X-Runner wrote:
Pick a specific item you have issue with.
That post describes what it appears like to many people: borrowing against future tax revenues.
But people also think the gold standard could be revived.
Government Debt, as I mentioned in a previous post, is to prevent hyper-inflation as occurred in Germany in the early 1920s.
For thousands of years, Governments issue money.
When sovereigns were short of coin of the realm--more taxes. Think of Richard the Lionhearted, who said he would have sold London if he could find a buyer.

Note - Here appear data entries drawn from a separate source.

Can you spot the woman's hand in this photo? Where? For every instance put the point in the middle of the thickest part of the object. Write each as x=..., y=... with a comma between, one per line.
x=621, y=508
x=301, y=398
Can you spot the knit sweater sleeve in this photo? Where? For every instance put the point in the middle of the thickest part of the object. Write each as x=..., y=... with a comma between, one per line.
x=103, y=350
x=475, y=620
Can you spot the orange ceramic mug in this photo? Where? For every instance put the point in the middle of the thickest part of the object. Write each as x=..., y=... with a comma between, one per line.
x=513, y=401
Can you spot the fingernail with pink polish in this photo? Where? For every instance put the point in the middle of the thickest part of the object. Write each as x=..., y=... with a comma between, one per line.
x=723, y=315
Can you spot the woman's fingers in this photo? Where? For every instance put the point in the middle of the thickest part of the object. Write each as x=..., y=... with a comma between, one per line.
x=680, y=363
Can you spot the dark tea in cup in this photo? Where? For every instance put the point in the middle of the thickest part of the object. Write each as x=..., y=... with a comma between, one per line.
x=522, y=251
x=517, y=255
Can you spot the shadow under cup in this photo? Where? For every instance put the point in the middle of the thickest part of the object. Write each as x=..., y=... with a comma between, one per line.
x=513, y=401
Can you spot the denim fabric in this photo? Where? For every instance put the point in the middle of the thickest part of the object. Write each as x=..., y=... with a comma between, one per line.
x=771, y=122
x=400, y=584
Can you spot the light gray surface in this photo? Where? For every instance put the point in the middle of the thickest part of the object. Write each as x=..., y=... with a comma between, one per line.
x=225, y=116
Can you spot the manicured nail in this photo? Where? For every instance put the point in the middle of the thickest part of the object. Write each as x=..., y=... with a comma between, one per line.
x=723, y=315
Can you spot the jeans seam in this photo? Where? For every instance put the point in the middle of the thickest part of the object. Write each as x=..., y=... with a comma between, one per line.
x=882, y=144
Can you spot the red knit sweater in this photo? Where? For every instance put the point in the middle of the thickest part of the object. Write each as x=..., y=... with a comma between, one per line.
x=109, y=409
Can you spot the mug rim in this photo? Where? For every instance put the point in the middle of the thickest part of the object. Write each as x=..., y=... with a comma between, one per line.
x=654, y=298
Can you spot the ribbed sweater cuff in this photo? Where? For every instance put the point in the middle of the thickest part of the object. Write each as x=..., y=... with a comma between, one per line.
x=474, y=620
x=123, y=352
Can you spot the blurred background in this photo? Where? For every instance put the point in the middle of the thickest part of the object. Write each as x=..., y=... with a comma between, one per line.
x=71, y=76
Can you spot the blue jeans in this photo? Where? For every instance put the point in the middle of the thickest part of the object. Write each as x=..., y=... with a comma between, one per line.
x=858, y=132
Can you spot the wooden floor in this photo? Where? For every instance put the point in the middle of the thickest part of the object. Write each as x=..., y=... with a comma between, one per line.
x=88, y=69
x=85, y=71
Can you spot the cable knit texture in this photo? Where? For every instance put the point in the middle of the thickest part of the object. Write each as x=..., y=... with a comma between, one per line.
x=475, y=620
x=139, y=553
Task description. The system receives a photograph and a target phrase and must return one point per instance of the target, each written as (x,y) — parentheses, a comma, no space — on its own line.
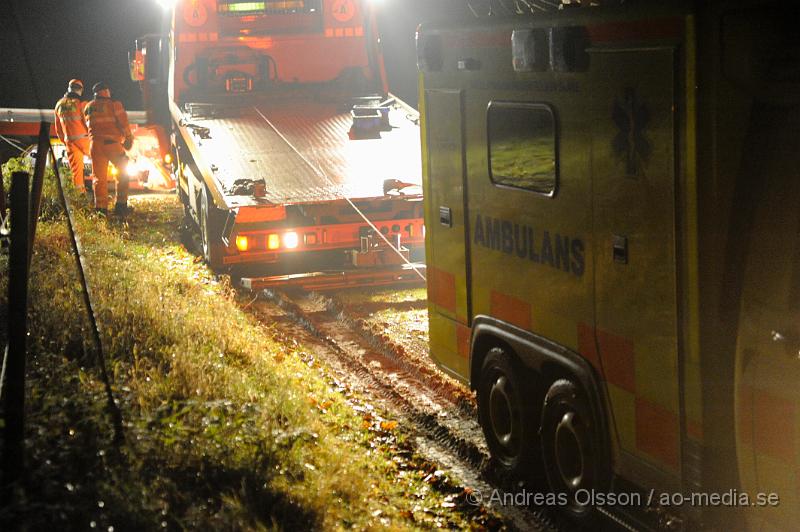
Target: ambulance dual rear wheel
(507,412)
(569,449)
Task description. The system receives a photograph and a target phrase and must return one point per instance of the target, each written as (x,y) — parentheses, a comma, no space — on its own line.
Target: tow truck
(294,161)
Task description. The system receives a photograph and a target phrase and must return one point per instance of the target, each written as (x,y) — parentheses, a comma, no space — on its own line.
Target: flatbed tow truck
(293,160)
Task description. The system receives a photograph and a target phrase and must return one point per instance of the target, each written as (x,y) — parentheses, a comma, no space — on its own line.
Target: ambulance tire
(507,414)
(210,223)
(569,454)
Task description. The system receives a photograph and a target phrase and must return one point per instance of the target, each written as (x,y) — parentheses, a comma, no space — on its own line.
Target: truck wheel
(211,222)
(506,414)
(571,460)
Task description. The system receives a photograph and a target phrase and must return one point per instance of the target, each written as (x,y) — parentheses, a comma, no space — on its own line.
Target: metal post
(42,150)
(116,415)
(14,451)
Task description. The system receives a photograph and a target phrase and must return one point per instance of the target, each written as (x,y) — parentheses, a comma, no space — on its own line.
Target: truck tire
(211,223)
(507,414)
(569,454)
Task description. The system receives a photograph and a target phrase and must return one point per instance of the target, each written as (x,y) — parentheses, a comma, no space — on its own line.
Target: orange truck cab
(611,199)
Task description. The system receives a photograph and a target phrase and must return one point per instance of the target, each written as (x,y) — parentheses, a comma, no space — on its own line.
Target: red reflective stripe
(587,346)
(463,336)
(770,412)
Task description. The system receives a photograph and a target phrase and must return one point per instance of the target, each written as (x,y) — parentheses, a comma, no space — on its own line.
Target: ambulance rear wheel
(569,453)
(507,414)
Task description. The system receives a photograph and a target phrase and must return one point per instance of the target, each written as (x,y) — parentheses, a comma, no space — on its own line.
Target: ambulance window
(522,146)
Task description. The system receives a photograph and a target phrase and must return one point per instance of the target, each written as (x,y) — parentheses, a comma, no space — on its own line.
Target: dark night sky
(89,39)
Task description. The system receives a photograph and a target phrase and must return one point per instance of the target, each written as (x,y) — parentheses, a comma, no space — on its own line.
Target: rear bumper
(334,280)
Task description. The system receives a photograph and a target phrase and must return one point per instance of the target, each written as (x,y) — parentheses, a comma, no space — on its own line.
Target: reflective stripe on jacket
(107,119)
(69,121)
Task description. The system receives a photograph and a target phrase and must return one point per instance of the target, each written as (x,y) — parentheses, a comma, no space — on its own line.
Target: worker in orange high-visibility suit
(111,136)
(71,130)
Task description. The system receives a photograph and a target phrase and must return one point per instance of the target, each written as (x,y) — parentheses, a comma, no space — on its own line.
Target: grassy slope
(227,426)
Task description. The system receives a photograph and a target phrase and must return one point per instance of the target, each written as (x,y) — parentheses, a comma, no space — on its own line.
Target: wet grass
(227,425)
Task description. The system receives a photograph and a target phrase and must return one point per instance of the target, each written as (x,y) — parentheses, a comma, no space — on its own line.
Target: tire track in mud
(438,415)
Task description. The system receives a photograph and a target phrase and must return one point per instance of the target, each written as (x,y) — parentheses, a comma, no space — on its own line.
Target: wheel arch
(548,359)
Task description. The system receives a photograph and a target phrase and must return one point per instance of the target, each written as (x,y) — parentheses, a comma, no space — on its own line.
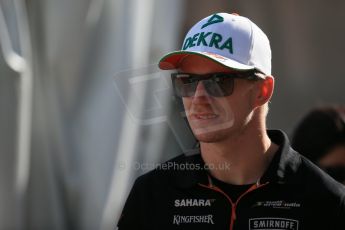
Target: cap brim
(174,59)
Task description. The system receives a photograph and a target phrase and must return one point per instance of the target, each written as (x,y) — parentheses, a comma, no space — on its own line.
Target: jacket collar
(284,164)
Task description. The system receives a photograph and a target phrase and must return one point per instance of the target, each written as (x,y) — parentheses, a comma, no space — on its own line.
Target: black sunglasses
(216,84)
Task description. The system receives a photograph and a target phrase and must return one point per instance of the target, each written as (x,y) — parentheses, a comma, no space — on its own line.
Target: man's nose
(200,93)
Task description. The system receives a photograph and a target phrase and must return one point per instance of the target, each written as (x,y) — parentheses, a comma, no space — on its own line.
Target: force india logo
(193,202)
(271,223)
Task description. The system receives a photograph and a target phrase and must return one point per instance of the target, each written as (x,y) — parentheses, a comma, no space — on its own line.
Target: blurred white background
(82,101)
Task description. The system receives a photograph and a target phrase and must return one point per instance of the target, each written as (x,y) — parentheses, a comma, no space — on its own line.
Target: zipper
(233,204)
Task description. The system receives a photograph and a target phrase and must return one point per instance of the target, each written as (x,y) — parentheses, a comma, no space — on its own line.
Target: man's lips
(203,116)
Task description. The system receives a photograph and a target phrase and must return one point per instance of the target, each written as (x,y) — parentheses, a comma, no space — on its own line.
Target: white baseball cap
(229,39)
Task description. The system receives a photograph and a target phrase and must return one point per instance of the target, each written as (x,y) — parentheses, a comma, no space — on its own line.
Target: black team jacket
(293,194)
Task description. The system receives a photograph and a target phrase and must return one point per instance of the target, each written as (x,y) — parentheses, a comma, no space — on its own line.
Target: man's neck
(239,160)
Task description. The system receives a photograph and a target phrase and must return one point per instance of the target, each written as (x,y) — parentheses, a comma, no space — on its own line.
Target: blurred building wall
(83,126)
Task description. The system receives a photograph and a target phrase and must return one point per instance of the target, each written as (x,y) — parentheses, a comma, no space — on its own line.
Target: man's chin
(207,136)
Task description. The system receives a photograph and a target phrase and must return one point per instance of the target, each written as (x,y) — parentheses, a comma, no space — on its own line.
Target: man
(244,177)
(320,136)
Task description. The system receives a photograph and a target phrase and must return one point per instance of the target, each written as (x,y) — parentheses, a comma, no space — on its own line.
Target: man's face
(215,119)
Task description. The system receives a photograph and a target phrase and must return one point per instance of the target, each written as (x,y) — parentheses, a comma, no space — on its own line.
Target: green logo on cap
(213,19)
(215,40)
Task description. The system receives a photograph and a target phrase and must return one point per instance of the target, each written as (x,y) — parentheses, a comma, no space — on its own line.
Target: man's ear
(264,90)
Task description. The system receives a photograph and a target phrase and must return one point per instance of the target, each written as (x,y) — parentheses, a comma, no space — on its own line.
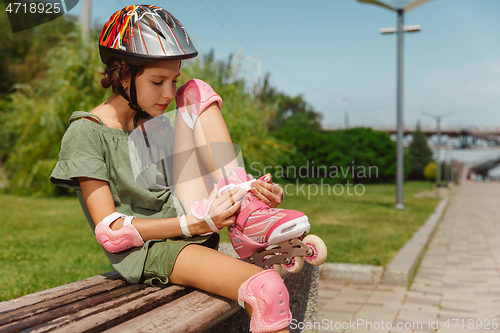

Goldsmiths noticed that only a small portion of people's savings of gold were demanded by check.
Goldsmiths lent out some of the remainder.
As captured in the 1934 film The House of Rothschild, wealthy men lent money to governments for war. They expected to get repaid by increased taxes and whatever spoils. Therefore, the sovereign was no longer sharing the spoils with nobility, but with bankers.
Disconnect the money from the gold standard and bankers control the money supply.
But if the government still issues money, then hyper-inflation can result and bankers suffer.
1920s Germany was a classic example, but in the new millennium Zimbabwe has faced this crisis twice.
Having bankers issue money--such as a federal reserve note--makes the government pay for currency, instead of government printing money. This innovation was from JD Rockefeller Sr. in the US, and the Rothschilds in Europe.
Therefore, the government debt is a promise to 'reduce the money supply' in the future.
This is supposed to impact on the psychology of the public, so that hyper-inflation doesn't wipe-out bankers' profits.
It's all smoke-and-mirrors, like The Wonderful Wizard of Oz (Baum's book on money supply and gold, as gold is abbreviated 'oz').